The Holocaust is central to Germany’s culture of remembrance. Acknowledging the country’s historical guilt for the crimes committed during World War 2 is a fact of life. 50 years after Kristallnacht, on the site of Berlin’s first synagogue, a memorial was built. The Nazis had used the synagogue as a place to round up Jews for deportation. From here, they were loaded into trucks or forced to walk to the freight train station.
After the war, only 37,000 Jews were left in Germany. Many years later, the push to create a national Holocaust memorial came largely from “within German society” (non-Jewish communities). The country then oversaw one of the most profound memorials in the world: the memorial to the murdered Jews of Europe, by architect Peter Eisenman. In all, 2,711 concrete stelae of different heights were composed to awe visitors into silence and contemplation. “The space resembles a graveyard, a vast cascade of stone markers with no names or engravings on their facade. The ground beneath them dips and rises like waves,” write Clint Smith of The Atlantic.
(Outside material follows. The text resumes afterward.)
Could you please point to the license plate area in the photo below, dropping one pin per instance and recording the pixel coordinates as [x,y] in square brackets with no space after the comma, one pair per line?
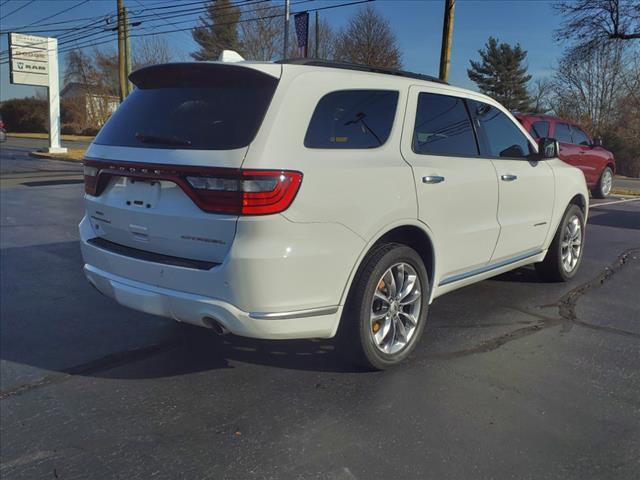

Nevertheless, the way Berlin’s Holocaust Memorial is treated is tricky. Some choose to engage with the sacred space irreverently. Today, it could be argued that “it’s lost its purpose and meaning. Or maybe it never had it.”
Sooner or later, the commemoration of the victims of wars, in particular, victims of Nazi crimes, will have to continue without the people who witnessed the atrocities first-hand. This raises the question: for how long can we meaningfully preserve the memory of past tragic events? Can we keep that memory alive like a flame for future generations or not?